Author: Lelia
Date: 1999-08-19 13:16
Paul, thanks for that balanced and strongly-worded comment. I agree with you, and would add one more thought: Some people can't get over their stage fright. I'm one of them. Years ago I gave up music because it had become total torture. Nobody ever put pressure on me, forced me to practice or did any of the other classic "heavy authority" things that supposedly produce crippling stage fright in students. I don't have a nervous type of personality in general, and am comfortable with public speaking. Yet for reasons that still mystify me at age 51, I got to the point, late in high school, where my stage fright became so severe that I froze in orchestra class and even at piano lessons with a teacher I liked. By the middle of my freshman year in college, I couldn't play, at all, on any instrument. I quit. Years later, I got back into music by promising myself that I never had to play in public again. I decided not to try to analyze all this any more. Trying to "work things out" was a frustrating waste of time, so I just bypassed all thatnvael-gazing and started playing in private. I don't even pick up a kazoo at a party.

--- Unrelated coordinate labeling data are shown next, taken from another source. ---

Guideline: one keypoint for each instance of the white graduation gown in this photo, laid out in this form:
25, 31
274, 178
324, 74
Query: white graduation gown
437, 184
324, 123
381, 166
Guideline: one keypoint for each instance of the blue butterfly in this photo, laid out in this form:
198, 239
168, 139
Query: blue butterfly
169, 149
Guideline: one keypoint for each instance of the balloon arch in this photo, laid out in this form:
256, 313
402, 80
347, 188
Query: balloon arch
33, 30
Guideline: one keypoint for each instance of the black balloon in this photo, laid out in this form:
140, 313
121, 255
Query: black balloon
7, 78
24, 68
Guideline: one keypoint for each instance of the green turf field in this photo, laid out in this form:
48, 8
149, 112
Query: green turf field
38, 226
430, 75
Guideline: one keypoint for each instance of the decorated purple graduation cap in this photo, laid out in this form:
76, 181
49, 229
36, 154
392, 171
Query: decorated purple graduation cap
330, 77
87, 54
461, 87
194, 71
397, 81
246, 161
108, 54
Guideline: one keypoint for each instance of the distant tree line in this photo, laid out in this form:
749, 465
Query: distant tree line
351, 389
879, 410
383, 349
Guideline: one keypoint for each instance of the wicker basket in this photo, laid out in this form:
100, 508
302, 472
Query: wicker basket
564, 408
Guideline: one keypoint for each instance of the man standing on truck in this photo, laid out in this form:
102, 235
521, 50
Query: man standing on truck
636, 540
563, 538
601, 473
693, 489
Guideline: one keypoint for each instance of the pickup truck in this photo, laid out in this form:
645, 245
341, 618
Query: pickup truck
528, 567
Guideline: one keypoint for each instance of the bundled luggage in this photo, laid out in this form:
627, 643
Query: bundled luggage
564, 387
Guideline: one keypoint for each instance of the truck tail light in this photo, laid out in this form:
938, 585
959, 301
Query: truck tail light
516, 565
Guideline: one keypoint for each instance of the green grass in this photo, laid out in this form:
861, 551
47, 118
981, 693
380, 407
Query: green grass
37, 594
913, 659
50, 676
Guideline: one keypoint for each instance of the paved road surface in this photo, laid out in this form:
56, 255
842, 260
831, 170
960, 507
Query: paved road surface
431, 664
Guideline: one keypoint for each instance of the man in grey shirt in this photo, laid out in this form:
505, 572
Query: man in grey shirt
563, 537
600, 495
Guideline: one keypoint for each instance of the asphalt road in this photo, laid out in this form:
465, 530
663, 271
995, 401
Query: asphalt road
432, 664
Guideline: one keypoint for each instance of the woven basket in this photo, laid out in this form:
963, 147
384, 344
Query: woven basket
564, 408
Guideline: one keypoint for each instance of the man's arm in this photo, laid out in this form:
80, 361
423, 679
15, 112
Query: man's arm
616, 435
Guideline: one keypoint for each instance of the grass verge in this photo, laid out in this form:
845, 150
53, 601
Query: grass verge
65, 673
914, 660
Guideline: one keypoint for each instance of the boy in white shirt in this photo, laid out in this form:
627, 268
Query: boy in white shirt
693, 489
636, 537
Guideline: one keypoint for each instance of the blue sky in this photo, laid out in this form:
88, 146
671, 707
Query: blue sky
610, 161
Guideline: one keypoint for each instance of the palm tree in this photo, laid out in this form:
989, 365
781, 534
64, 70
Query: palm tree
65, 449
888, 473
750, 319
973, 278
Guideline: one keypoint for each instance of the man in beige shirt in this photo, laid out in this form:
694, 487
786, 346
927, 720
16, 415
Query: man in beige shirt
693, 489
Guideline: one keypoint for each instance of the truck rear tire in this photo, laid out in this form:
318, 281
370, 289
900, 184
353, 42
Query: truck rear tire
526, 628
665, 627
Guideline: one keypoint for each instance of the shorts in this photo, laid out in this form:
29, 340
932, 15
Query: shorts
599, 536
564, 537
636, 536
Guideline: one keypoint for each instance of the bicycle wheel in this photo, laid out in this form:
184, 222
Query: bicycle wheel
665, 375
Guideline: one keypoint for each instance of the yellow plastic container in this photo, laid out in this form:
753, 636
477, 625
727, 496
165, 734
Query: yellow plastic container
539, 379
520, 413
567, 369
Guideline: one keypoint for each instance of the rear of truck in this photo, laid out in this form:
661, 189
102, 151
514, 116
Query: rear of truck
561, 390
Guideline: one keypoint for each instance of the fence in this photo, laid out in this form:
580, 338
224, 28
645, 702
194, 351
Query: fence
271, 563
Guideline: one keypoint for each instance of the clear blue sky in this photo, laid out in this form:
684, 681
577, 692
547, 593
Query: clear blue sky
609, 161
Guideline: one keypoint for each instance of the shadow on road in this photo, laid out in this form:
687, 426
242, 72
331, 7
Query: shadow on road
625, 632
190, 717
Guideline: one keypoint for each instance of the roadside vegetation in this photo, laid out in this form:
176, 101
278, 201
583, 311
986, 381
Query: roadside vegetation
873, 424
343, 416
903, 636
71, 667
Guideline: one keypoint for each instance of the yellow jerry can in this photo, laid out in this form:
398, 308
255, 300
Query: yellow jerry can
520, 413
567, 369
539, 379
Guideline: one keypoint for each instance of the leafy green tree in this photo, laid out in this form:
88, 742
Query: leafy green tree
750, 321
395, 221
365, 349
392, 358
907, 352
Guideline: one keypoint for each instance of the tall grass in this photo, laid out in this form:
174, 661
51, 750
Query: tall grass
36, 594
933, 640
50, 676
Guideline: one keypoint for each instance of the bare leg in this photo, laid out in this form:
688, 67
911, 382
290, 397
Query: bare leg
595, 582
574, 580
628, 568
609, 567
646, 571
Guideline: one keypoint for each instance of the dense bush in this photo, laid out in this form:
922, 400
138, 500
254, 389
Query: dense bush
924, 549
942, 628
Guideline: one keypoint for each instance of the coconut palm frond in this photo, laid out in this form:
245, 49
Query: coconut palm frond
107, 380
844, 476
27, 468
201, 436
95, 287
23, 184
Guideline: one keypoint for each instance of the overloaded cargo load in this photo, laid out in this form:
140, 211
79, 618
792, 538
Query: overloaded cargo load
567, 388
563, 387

A few months ago, a clarinetist I met here on this BB (who knew nothing about this history) came over to my house and we tried out each other's clarinets. I pretended to be very casual about the whole thing and, without actually trying to play any real music, noodled a few scales, without starting to shake, a first. Maybe someday....
Well, probably not. For me, this is what works. I love my music, I practice every day and I'm having a great time as a solitary amateur. If I want to stop and find some reason to get gloomy, I could probably work my way up to feeling sorry for myself because I can't make music with my husband, a very good amateur violinist who plays in chamber groups. Well, there's plenty of other stuff we can and do enjoy together. I've learned to do what I can do and not worry about what I can't do. Sure beats doing drugs.